Außerdem wurde in der Konzeption nicht nur auf aktuelle Trends reagiert, sondern das Areal nachhaltig ausgerichtet. Damit sind nicht nur die über 100 Bäume, die am Areal gepflanzt wurden, gemeint. Dank der Bildungsangebote der Kunstuniversität (Fashion & Technology, Creative Robotics und Tangible Music Lab), des Fadinger-Gymnasiums (Robotik und Digitalisierung), des Evangelischen Oberstufenrealgymnasiums ROSE (Digitaler Humanismus) und des VALIE EXPORT Center Linz werden in der Tabakfabrik die Fachkräfte von morgen ausgebildet.
Fokus auf Betrieb
284 Menschen arbeiteten zum Ende der Zigarettenproduktion in der Tabakfabrik Linz, bevor diese 2009 von JTI endgültig geschlossen wurde. Für die Stadtentwicklung von Linz war es daher wichtig, das Areal zurückzukaufen und wieder zu öffnen. Eine Kraftanstrengung, die sich gelohnt hat: „Es macht mich stolz, dass wir in Linz ein internationales Aushängeschild schaffen konnten, das Delegationen aus der ganzen Welt besuchen. Was hier geleistet wurde, ist enorm und so konnte früher als erwartet eine vollständige Vermietung erreicht werden. Wir haben wesentliche Schritte früher gemacht, wesentliche Hürden früher genommen als ursprünglich prognostiziert – trotz aller Herausforderungen wie Covid, Krieg und Flüchtlingskrise“, sagt Bürgermeister Klaus Luger, Aufsichtsratsvorsitzender der Tabakfabrik Linz.

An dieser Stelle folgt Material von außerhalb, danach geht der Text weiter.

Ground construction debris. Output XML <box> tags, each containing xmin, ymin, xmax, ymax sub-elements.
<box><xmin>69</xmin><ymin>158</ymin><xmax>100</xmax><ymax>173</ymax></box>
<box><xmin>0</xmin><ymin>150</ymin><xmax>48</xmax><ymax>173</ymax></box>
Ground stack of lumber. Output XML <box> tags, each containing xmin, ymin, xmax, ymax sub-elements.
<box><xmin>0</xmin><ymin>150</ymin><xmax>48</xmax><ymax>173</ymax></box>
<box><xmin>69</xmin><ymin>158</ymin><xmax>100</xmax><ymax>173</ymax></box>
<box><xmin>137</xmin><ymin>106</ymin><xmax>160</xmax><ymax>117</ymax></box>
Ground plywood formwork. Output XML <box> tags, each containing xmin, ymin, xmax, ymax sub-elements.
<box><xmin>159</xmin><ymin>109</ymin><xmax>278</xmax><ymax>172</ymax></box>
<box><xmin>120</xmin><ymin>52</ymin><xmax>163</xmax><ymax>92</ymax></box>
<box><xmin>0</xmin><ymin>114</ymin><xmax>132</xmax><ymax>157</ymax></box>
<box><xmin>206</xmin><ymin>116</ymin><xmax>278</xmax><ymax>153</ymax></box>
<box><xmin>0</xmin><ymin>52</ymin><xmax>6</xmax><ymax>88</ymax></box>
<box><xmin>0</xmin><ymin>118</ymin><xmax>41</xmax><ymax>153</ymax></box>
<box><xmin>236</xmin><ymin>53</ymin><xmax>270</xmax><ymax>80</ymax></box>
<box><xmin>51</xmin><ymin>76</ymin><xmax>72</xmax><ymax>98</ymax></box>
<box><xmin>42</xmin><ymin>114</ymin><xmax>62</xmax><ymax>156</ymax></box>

Die Gesamtinvestition, die am Areal getätigt wurde, beläuft sich auf rund 250 Millionen Euro. Luger betont, zur richtigen Zeit die richtigen strategischen Entscheidungen getroffen zu haben. „Dazu zählt auch, Chris Müller für die Entwicklung engagiert zu haben. Er hat unermüdlich die Grundkonzeption der Tabakfabrik vorangetrieben und sie durch unterschiedliche Formate mit Leben erfüllt. Er hat essenzielle Vernetzungsarbeit zwischen Bildung, Industrie, Start-up-Szene sowie Kunst- und Kulturschaffenden geleistet. Für diese Anstrengungen im Dienst der Stadt Linz möchte ich mich sehr herzlich bedanken. Chris Müller übergibt nun ein ausvermietetes Areal, das wirtschaftlich erfolgreich positioniert wurde.“
Somit liege der Fokus nun verstärkt auf dem Betrieb des Areals, dem weiteren Ausbau der Angebote für Mieter:innen und Veranstalter:innen und auf dem Zusammenspiel mit dem Neubauprojekt Quadrill. „Ich wünsche Chris Müller für seinen persönlichen Weg alles erdenklich Gute!“
Zum 50er ein „neues Leben“
Mehrere Tausend Führungen hat Chris Müller über das Areal der Tabakfabrik Linz gemacht, Hunderte Vorträge gehalten und viele Learning Journeys konzipiert. „Nichts davon möchte ich missen“, sagt er resümierend. „Die vergangenen zehn Jahre gehören sicher zu den besten meines Lebens. Dafür danke ich allen voran meinem Team, den Mieter:innen, den Partner:innen in der Privatwirtschaft und der Stadt Linz, den Aufsichtsratsmitgliedern sowie Bürgermeister Klaus Luger.“
Im Sinne des Innovationszyklus – seines eigenen und dem der Tabakfabrik – müsse er weiterziehen. Deshalb schenkt sich Chris Müller zu seinem 50. Geburtstag Ende März 2023 ein „neues Leben“ – als Buchautor, Vortragender, Reisender, Familienvater und nicht zuletzt als Consultant und Unternehmer. So wird er sich auch verstärkt um sein Herzensprojekt ATMOS kümmern, das sich dem Thema gesundheitsförderlicher Luft verschrieben hat. Die Tabakfabrik wird er dabei nicht komplett verlassen und künftig als Evangelist und treibender Akteur im Netzwerk der GRAND GARAGE aktiv sein. Das von ihm und der DELTA gegründete „Department of Disruptive Disciplines“ ist Mitglied der Innovationswerkstatt GRAND GARAGE, wodurch Müller dem Areal treu und Teil des Innovationsnetzwerks bleibt. Ebenfalls mit der DELTA Gruppe – Spezialisten für Bau, Architektur und Nachhaltigkeit – und seiner Firma CMb.industries wird Müller sein Wissen in gesellschaftsrelevante Arbeit und sein Engagement für den Wiederaufbau der Ukraine einbringen, wofür bereits Gespräche mit Promprylad in Ivano-Frankivsk laufen.